Olga Brancka now looked at him with some malice and with more admiration; she was very pretty that night, blazing with diamonds; and with her beautifully shaped person as bare as Court etiquette would permit. In her red gold curls she had some butterflies in jewels flashing all the colours of the rainbow and glowing like sunbeams. There was such a butterfly, big as the great Emperor moth, between her breasts, making their whiteness look like snow.
Instinctively Sabran glanced away from her. He felt an étourdissement that irritated him. The movement did not escape her. She took his arm.

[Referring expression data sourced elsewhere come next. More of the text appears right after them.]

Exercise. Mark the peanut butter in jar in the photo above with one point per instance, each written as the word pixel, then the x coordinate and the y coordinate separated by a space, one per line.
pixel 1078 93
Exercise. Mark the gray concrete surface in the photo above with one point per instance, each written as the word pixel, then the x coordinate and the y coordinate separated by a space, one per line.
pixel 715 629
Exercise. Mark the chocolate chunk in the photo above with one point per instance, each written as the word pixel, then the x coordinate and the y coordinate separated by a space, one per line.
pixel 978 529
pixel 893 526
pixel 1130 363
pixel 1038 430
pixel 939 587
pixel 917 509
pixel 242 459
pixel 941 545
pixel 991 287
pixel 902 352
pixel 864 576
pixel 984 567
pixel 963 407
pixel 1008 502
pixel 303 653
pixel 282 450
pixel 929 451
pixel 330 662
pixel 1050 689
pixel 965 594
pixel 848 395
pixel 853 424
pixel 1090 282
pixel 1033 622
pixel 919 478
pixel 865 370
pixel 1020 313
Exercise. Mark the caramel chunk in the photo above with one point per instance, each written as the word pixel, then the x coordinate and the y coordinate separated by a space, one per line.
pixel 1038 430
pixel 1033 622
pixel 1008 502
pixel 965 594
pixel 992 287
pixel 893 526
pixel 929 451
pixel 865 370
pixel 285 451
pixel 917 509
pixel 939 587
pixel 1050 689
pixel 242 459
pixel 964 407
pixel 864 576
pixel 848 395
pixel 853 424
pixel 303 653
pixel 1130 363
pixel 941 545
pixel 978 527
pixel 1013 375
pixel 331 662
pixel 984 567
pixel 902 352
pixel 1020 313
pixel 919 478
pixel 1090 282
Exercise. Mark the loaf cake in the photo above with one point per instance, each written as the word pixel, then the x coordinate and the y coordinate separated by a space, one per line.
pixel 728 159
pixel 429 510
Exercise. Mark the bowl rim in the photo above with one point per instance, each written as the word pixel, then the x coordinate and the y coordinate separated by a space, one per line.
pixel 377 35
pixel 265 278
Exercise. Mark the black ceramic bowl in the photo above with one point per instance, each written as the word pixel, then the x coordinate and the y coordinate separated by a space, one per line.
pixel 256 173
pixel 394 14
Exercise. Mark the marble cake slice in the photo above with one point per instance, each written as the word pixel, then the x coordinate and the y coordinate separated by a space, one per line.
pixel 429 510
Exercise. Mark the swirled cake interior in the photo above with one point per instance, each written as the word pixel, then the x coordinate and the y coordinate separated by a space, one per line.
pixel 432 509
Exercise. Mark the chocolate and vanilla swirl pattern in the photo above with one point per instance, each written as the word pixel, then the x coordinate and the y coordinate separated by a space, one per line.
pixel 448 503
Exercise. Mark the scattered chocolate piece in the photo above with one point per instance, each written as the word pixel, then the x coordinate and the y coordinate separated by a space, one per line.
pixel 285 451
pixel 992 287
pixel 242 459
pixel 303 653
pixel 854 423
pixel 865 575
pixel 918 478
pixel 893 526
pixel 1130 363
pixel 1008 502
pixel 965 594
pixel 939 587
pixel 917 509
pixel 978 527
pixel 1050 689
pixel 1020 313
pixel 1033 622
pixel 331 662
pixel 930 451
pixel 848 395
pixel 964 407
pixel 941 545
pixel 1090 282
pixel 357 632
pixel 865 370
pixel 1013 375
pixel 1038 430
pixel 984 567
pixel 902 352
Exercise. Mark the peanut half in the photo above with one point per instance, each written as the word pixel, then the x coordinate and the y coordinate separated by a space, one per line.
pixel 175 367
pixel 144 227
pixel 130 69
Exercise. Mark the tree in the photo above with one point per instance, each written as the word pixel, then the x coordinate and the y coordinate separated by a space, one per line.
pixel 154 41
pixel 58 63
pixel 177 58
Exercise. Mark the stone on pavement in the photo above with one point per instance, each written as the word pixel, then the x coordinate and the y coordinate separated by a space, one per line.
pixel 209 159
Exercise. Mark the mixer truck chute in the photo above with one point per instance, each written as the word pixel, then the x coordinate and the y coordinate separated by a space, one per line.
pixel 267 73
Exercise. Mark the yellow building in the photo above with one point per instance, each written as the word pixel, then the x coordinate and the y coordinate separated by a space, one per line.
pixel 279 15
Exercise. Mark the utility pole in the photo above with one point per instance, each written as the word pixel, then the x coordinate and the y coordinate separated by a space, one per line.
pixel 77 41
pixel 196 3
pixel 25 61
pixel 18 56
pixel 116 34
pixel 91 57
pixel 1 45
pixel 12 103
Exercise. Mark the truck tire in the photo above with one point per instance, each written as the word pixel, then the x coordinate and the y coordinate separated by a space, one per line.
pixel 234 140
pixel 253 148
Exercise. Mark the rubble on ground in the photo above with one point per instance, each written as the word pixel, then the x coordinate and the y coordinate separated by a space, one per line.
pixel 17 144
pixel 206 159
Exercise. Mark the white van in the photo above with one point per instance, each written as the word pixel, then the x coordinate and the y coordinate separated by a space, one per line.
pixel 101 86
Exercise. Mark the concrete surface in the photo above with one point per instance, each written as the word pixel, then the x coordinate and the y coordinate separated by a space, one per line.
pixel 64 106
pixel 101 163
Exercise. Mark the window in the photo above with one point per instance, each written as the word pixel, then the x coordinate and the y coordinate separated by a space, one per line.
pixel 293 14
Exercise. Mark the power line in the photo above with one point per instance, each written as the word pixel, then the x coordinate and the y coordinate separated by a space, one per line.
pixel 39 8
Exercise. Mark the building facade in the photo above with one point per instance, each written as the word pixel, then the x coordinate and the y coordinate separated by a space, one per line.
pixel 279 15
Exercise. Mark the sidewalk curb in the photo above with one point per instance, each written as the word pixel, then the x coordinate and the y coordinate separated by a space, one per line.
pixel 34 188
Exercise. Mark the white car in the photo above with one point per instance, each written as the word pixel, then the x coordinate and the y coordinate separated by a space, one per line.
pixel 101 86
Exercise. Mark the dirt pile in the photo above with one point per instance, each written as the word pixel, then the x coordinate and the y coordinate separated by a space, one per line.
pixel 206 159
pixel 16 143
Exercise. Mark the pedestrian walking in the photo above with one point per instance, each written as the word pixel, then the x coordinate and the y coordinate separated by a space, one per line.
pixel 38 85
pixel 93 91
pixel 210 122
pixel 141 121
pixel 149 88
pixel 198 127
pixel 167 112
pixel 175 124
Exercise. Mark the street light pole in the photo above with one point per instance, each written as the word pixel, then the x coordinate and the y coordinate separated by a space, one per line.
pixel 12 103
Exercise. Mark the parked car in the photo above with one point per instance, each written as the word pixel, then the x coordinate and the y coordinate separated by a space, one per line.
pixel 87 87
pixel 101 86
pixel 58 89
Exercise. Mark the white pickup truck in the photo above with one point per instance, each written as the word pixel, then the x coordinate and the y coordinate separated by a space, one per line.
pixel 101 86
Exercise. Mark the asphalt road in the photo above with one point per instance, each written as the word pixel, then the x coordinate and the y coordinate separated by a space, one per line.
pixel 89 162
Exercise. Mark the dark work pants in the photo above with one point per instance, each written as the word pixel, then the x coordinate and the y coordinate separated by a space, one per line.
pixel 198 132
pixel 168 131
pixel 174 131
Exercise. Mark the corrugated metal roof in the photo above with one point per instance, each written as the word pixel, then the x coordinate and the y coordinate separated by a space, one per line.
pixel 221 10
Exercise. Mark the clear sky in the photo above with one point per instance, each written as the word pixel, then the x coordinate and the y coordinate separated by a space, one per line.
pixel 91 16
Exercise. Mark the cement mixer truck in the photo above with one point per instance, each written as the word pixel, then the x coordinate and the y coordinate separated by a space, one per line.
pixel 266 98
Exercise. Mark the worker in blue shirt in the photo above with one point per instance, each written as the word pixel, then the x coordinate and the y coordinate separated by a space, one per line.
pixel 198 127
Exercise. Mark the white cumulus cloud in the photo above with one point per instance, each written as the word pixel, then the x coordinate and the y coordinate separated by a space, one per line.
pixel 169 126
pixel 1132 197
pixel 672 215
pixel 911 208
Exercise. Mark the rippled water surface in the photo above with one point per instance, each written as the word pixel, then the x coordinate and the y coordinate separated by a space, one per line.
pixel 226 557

'We will move about a little while,' she said. 'Let us talk of Wanda, mon beau cousin; since you can think of no one else. And so you are really going to Russia?'
'I believe so.'
'It will be a great sacrifice to her; any other woman would be in paradise in St. Petersburg, but she will be wretched.'
'I hope not; if I thought so I would not go.'
'You cannot but go now; you have made your choice. You will be happy enough. You will play again enormously, and Wanda has so much money that if you lose millions it will not ruin her.'
'I shall certainly not play with my wife's money. I have never played since my marriage.'
'For all that you will play in St. Petersburg. It is in the air. A saint could not help doing it, and you are not a saint by nature, though you have become one since marriage. But you know conversions by marriage do not last. They are like compulsory confessions. They mean nothing.'
'You are very malicious to-night, madame,' said Sabran, absently; he was in no mood for banter, and was disinclined to take up her challenge.